Elizabeth inspiró con fuerza, observando los movimientos calculados de Ian. Se fijó en cómo él atrapaba los dedos bajos los suyos, largos, como los de los pianistas, y los llevaba hasta su pecho. Aquello le recordó a la primera vez que le tocó. Él le dijo que era real y no mentía. Sus latidos seguían ahí, bajo la piel, con el pulso acelerado y la calidez empapando cada parte de su cuerpo.
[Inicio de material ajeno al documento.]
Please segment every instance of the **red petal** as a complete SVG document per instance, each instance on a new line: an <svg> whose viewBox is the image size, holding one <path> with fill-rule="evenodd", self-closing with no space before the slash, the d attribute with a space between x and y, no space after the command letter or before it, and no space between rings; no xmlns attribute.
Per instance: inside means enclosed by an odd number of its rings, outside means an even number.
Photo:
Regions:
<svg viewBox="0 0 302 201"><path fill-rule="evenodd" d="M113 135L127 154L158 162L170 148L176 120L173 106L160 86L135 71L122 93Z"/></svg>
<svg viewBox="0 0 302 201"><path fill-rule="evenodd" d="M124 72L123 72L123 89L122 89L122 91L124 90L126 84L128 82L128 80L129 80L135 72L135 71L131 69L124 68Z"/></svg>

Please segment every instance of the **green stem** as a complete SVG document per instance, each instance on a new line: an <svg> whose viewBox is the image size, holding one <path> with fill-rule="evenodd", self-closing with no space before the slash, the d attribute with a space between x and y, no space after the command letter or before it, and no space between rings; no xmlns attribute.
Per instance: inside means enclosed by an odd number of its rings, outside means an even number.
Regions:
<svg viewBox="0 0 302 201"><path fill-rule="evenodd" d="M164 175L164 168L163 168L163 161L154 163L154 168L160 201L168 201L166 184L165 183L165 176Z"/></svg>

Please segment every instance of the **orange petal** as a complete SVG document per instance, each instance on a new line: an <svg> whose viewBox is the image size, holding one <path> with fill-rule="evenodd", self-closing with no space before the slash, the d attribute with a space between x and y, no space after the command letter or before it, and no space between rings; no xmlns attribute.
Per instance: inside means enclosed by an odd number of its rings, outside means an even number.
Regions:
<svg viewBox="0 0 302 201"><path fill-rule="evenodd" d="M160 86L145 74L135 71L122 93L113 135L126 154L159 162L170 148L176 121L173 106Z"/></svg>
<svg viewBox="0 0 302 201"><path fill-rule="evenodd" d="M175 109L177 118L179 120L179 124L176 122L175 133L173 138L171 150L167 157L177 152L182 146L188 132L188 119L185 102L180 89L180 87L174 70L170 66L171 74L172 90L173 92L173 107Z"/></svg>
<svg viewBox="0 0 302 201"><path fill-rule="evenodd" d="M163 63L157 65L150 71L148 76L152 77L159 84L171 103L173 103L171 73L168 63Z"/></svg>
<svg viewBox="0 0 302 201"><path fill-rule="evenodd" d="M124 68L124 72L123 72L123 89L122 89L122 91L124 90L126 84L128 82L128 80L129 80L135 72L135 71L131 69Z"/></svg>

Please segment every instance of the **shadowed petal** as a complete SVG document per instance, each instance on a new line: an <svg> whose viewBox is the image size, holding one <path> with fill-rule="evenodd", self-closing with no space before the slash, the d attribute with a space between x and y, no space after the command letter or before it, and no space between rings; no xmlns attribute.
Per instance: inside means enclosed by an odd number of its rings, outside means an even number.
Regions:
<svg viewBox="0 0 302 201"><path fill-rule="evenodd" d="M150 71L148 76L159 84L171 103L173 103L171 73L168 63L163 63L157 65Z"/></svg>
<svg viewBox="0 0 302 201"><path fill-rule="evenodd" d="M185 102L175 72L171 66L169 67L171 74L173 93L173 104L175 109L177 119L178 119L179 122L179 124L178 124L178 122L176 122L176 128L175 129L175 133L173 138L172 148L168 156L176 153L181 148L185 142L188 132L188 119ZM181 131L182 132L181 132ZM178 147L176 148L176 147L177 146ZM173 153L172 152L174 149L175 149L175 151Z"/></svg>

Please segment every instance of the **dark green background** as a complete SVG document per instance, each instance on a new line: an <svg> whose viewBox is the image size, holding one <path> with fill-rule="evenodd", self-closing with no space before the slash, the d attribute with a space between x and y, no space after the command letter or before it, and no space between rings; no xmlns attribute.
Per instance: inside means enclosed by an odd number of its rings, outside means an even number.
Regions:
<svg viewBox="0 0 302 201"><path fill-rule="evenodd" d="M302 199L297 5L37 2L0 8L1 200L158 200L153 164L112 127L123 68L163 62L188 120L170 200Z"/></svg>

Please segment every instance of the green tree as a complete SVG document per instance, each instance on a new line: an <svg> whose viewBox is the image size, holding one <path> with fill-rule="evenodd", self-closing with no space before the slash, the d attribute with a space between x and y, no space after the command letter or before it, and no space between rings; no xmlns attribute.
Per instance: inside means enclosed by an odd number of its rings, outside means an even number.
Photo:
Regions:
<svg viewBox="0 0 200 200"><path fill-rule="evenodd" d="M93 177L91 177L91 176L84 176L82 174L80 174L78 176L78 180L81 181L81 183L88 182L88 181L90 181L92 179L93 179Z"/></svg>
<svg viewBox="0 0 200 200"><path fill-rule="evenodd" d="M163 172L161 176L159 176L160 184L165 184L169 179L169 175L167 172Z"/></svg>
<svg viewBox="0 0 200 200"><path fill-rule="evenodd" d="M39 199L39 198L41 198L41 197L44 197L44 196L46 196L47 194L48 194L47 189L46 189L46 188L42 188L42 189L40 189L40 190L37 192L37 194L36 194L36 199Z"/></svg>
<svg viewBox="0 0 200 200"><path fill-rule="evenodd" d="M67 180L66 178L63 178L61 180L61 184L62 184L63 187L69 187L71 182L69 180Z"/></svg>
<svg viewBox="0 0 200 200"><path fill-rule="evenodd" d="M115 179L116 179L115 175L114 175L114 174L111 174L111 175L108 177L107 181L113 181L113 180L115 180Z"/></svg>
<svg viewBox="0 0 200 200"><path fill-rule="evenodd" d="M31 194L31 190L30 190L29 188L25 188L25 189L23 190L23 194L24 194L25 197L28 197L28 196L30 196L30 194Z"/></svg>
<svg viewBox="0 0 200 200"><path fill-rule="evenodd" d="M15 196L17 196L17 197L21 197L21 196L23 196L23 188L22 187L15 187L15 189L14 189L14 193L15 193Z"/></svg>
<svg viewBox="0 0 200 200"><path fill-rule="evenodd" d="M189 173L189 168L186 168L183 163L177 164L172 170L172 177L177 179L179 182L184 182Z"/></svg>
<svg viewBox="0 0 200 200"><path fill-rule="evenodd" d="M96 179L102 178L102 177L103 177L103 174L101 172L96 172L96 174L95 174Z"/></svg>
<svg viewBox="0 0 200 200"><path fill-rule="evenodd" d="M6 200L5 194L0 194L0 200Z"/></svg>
Elizabeth sabía que era suave y firme, por lo que no pudo evitar sentirse un poco decepcionada al darse cuenta de que lo estaba tocando por encima de la camiseta.
Parpadeó, confusa. ¿Por qué pensaba en aquello? ¿Por qué se detenía a analizar a Ian de esa manera, como si fuera un experimento de Ciencias?
Como si de un sueño se tratase, Elizabeth fue saliendo poco a poco del trance en el que la intensa mirada de Ian y sus dulces palabras la habían hundido. No sin esfuerzo, apartó la mano de su cuerpo y se alejó un tanto de él. Ian notó cómo la burbuja explotaba. Había estado a punto de conseguir que ella se rindiera a él. ¿Qué narices había pasado para que ella decidiera echarse atrás?
Elizabeth carraspeó y se puso en pie. Necesitaba respirar aire que no estuviese impregnado del olor a jabón de Ian. Él la observó en silencio, tratando de normalizar su respiración. El silencio que se había instalado entre ellos había pasado de ser eléctrico a ser demasiado tenso como para soportarlo, de modo que la imitó y se levantó.
—Me voy —anunció con voz neutra.
Elizabeth se atrevió a mirarlo de reojo.
—Nos vemos mañana en el desayuno —añadió Ian, maldiciendo en su interior—. ¿A qué hora?
—A las ocho —respondió Elizabeth tras unos segundos de duda.
Ian asintió y fue hacia la puerta, aunque antes de cerrarla, la miró de nuevo.
—Buenas noches, Elizabeth.
Ella murmuró la despedida sin mirarlo. Ian apretó los puños y cerró la puerta de la habitación con toda la suavidad que fue capaz. Bajó las escaleras con rapidez, sintiendo cómo la frustración se acumulaba a un ritmo acelerado. Solo cuando estuvo dentro de su cuarto, sintiéndose seguro, cogió la almohada para amortiguar el sonido y gritó.